Researchers Bernd Nowack, Edgar Hernandez, and Denise Mitrano were curious to empirically validate previous assumptions that microplastics present in fabrics were washed away during washing machine cycles. The team decided to analyze the ways in which different washing agents, water temperatures, and the number and length of wash cycles impacted the release of these nanoparticles.
Key conclusions of their study include:
- The quantity of microplastics released by five different washing programs appeared to be consistent.
- Washing agents and detergents contributed to a greater release of microplastics, compared to just washing the fabrics on their own.
- Water temperature did not appear to affect the release of microplastics.
- Wash cycles of any length contributed to the release of microplastics.
The last point came as a surprise to the researchers. “That was really quite astonishing,” Nowack said on ScienceDaily.com. He, along with Hernandez and Mitrano, assumed that longer wash cycles would lead to an increased number of released microplastics. Instead, the length of the wash cycles appeared to have no effect on the amount. “Unfortunately, this means that we are not yet able to explain how the released fibers are generated,” admitted Nowack.
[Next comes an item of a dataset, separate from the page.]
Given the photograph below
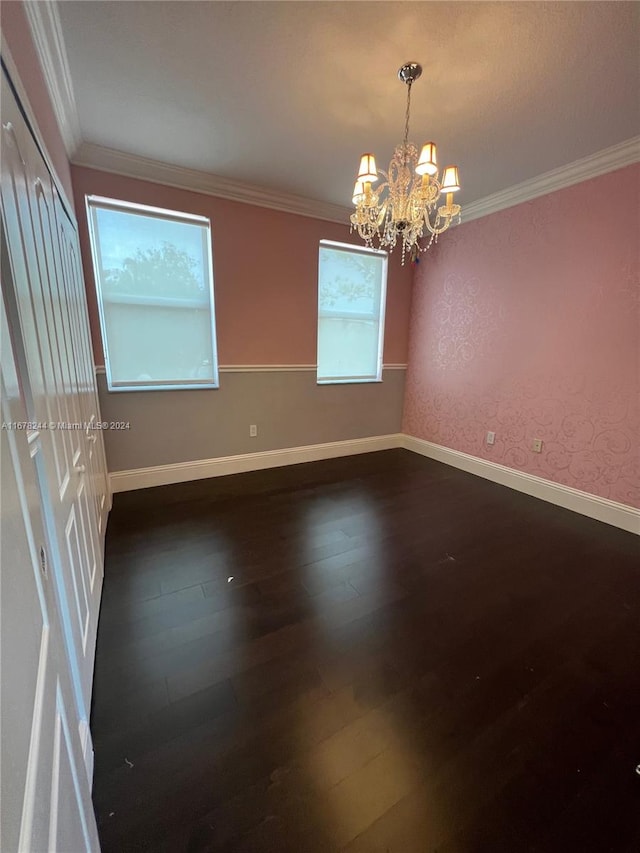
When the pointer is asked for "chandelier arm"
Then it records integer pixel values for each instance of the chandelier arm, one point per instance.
(434, 229)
A follow-up study has already been planned. This time, the team will analyze other types of materials to deduce if any relationship exists between fabric textures and the generation of microfibers in the washing machine.
Building on other studies
This new study may have been the first investigative analysis on wash cycles and microplastic release in fabrics but it is not the only one to see if washing machines contributed to water pollution. As reported by The Guardian, scientists have been studying the effects clothes washes may have on plastic fibers. One study concluded that a single clothes wash could release as many as 700,000 microplastic fibers into the ocean. In this study, researchers found that synthetic fabrics shed more microplastics.
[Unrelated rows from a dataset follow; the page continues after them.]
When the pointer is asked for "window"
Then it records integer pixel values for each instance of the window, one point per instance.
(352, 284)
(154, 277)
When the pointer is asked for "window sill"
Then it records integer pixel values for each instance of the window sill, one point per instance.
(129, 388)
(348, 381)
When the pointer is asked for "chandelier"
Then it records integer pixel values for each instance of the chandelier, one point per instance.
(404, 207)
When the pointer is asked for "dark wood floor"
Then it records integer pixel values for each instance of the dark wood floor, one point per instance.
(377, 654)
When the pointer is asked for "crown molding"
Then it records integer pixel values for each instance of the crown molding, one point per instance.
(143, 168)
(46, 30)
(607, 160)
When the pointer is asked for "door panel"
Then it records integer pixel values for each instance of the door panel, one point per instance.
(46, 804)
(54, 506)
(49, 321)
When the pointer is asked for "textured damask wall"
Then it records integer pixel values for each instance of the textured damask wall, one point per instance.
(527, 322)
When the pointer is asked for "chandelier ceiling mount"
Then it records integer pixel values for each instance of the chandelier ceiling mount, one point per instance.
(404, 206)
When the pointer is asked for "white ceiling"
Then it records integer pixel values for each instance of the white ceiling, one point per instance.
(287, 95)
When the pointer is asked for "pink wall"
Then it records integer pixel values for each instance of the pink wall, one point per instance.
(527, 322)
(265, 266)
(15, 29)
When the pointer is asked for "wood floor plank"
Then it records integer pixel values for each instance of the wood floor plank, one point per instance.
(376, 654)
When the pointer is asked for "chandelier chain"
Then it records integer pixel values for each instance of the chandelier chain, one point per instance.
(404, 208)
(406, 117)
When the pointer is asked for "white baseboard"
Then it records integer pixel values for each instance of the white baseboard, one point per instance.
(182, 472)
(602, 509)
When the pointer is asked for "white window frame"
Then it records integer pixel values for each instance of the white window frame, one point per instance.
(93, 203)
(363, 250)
“Different types of fabrics can have very different levels of emissions,” wrote co-author Richard Thompson. “We need to understand why is it that some types of [fabric] are releasing substantially more fibers [than others].”
Another study, which investigated the effects the apparel industry had on microfiber pollution, concluded that an average of 1.7 grams of microfibers were released from washing machines. Up to 40 percent of the resulting wastewater was noted to enter various bodies of water. One reason why this could be so, according to the authors, was that wastewater treatment plants receive massive amounts of waste every day and cannot remove all microfibers from the water.
Microplastics on marine health
It has already been established that microplastic pollution is becoming a major threat to the marine environment. A 2015 study called, “Microplastics in the Marine Environment: Distribution, Interactions and Effects” concluded that microplastics are often ingested by a wide range of marine vertebrates and invertebrates. This resulted in various adverse physiological and biological effects. Scientists noted that acute exposure to microplastics could lead to weight loss, reduced feeding activity, and even death. Microplastics could also change cellular activity in marine life, making them more susceptible to disease.
In all this research, it was recommended that further studies be conducted. As written in the last study, microplastic research “is still in its infancy [and there are still] many more unanswered questions, the answers to which are required to build on current knowledge to develop a clearer picture of the impact of microplastics in the sea.”